Which parts of Alaska are in Climate Zone 8?

Most of interior Alaska including Fairbanks, the North Slope, and the Yukon-Kuskokwim Delta. Anchorage and the Mat-Su Valley sit on the Zone 7/8 boundary — typically Zone 7 for code purposes. Coastal southeast Alaska (Juneau, Sitka, Ketchikan) is Zone 7 marine (designated 7C in some references). Refer to IECC Figure R301.1 plus Alaska state amendments.

What R-value do I need for walls in Zone 8?

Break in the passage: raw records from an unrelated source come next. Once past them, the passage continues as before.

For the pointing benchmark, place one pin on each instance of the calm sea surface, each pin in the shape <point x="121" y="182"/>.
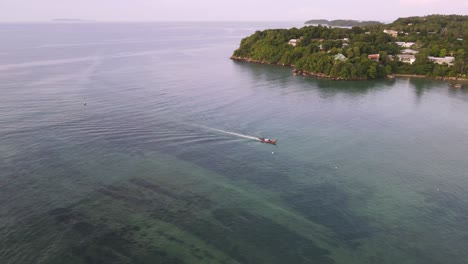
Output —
<point x="133" y="143"/>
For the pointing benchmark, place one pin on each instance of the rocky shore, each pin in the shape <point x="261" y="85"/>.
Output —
<point x="324" y="76"/>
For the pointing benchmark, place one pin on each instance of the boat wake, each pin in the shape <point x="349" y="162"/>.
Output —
<point x="232" y="133"/>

Per the 2021 IECC, three prescriptive paths: R-20 cavity + R-5 continuous OR R-13 cavity + R-10 continuous OR R-20 continuous insulation alone. Alaska BEES (which currently tracks 2018 IECC + amendments) does not set a fixed prescriptive 6-Star wall — 6-Star is a rating outcome from energy modeling. Most 6-Star projects target roughly R-30 nominal (e.g. R-21 + R-10 ci or double-stud R-30 dense-pack).

Is BEES the same as the IECC?

No. BEES is Alaska's state-administered Building Energy Efficiency Standard, currently based on the 2018 IECC + ASHRAE 62.2-2016 + Alaska Specific Amendments (adopted by AHFC November 28, 2018). AHFC has not yet updated BEES to the 2021 IECC, so a BEES-compliant Zone 8 home is not automatically 2021 IECC compliant. AHFC-financed mortgages require a 5-Star BEES rating; private projects often pursue 6-Star voluntarily.

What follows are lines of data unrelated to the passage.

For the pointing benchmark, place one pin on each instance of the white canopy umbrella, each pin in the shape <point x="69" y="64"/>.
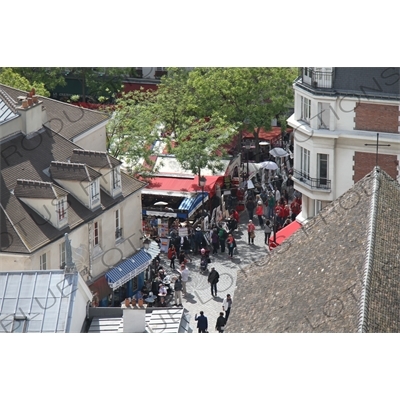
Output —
<point x="278" y="152"/>
<point x="268" y="165"/>
<point x="161" y="203"/>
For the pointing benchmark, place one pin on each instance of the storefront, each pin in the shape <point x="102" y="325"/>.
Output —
<point x="129" y="276"/>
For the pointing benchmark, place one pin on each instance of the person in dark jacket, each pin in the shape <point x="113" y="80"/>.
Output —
<point x="215" y="241"/>
<point x="213" y="278"/>
<point x="250" y="205"/>
<point x="202" y="322"/>
<point x="220" y="325"/>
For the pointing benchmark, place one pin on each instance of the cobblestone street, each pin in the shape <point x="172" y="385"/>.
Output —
<point x="199" y="293"/>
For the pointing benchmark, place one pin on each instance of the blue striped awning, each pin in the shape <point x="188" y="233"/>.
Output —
<point x="191" y="204"/>
<point x="128" y="269"/>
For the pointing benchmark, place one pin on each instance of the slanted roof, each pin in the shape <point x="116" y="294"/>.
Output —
<point x="37" y="301"/>
<point x="24" y="231"/>
<point x="66" y="119"/>
<point x="96" y="159"/>
<point x="339" y="273"/>
<point x="73" y="172"/>
<point x="7" y="107"/>
<point x="38" y="189"/>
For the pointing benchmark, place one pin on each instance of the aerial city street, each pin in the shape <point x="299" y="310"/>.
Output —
<point x="199" y="200"/>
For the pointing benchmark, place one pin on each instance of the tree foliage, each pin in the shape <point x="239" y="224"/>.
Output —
<point x="11" y="78"/>
<point x="249" y="97"/>
<point x="132" y="131"/>
<point x="49" y="76"/>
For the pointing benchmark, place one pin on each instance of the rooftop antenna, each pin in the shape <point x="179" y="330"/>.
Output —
<point x="377" y="148"/>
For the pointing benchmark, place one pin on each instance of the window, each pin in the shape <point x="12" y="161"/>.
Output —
<point x="305" y="162"/>
<point x="116" y="178"/>
<point x="322" y="169"/>
<point x="61" y="210"/>
<point x="305" y="109"/>
<point x="62" y="255"/>
<point x="94" y="187"/>
<point x="43" y="262"/>
<point x="118" y="229"/>
<point x="96" y="234"/>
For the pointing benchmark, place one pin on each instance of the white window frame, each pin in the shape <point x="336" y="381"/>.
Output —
<point x="305" y="109"/>
<point x="319" y="167"/>
<point x="305" y="162"/>
<point x="94" y="191"/>
<point x="116" y="178"/>
<point x="118" y="224"/>
<point x="43" y="262"/>
<point x="96" y="236"/>
<point x="61" y="211"/>
<point x="63" y="256"/>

How do I build on permafrost?

You either preserve the permafrost (insulate the ground from heat transfer using thick rigid foam under and outboard of the building) or replace permafrost soil with non-frost-susceptible fill. The Cold Climate Housing Research Center (CCHRC) publishes detailed Alaska-specific guidance. The IRC does not directly address permafrost — Alaska state amendments do.

Why is R-60 typical when BEES allows R-49?

The 2021 IECC requires R-60 prescriptive ceilings (R-49 acceptable only with raised-heel truss). Although Alaska BEES currently tracks 2018 IECC at R-49, the marginal cost of upgrading from R-49 to R-60 is small relative to lifetime heating cost in Zone 8 (where heating fuel is often delivered by tanker or barge at premium prices). Most Zone 8 builders therefore default to R-60 ceilings even on BEES-only projects.

Are frost-protected shallow foundations allowed in Zone 8?

Yes, under IRC Appendix R, but the wing insulation requirements are larger than other zones — typically R-15 to R-20 of horizontal rigid foam extending 4 to 6 feet outboard of the foundation, depending on local frost depth and presence of permafrost. Many Zone 8 builders prefer pile foundations on permafrost sites to avoid the complexity.